La Puna —dice Tizón— no es sólo un desierto lunar cálido y
frío, es una experiencia: allí se viven intensamente el silencio, la soledad,
el desamparo. Y los seres humanos se miran a sí mismos como en un espejo,
enfrentados a la razón de existir, a su destino más elemental.
En medio de esa vastedad, Héctor Tizón escribió Memorial de
la Puna. Un conjunto de historias que habían quedado latentes en su recuerdo,
algunas de ellas emparentadas con sus novelas: la historia del dinamitero de La
mujer de Strasser, que no es otro que el Mariscal Tito, el hombre poderoso que
gobernó Yugoslavia durante cuarenta años y que en la década del treinta vivió
en Jujuy y trabajó junto al padre del escritor en el tendido del ferrocarril;
la del “hombre que vino del río”, inspirada en un personaje de La belleza del
mundo; o la del Conde de Montseanou, un noble belga venido a menos que se
ganaba la vida tocando el piano en un prostíbulo de La Quiaca.
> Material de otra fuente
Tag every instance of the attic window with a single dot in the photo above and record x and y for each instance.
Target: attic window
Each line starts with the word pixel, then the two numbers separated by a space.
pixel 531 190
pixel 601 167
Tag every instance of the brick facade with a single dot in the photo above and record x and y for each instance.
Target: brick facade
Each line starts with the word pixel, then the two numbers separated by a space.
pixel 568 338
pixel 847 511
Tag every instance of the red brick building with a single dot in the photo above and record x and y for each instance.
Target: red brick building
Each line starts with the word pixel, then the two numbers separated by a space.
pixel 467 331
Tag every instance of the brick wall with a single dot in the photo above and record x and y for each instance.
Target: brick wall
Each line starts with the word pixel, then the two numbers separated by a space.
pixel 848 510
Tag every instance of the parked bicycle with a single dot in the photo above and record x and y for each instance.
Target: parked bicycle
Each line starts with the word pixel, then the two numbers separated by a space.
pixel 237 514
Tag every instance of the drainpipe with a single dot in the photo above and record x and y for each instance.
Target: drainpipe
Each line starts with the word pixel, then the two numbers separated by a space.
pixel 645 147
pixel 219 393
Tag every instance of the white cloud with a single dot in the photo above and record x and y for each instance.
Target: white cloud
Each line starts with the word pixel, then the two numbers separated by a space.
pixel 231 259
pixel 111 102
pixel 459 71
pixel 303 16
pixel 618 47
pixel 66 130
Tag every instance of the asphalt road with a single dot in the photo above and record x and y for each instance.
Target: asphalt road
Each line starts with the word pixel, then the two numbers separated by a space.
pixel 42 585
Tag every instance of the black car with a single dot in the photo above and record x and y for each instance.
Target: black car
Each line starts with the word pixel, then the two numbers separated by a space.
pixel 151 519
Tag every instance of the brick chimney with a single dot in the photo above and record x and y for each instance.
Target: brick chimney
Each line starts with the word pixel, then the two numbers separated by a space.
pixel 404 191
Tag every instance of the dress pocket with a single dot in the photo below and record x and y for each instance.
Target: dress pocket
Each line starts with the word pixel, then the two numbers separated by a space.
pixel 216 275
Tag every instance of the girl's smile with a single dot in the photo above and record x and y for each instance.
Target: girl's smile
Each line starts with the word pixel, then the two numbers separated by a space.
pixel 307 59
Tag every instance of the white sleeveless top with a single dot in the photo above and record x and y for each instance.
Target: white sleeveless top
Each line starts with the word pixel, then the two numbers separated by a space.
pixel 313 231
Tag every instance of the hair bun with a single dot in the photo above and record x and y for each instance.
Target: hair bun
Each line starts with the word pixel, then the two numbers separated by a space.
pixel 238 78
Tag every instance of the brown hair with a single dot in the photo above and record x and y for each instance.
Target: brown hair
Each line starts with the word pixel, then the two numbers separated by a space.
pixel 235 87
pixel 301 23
Memorial de la Puna demuestra que la cantera de los buenos
escritores es inagotable. Tizón extrae de ella sus relatos con esa entonación
reflexiva e intimista que lo caracteriza, sin temor a tocar las notas de la
filosofía o de la metafísica, probablemente porque ya es un hombre sabio al que
la vida no le escamotea sus verdades.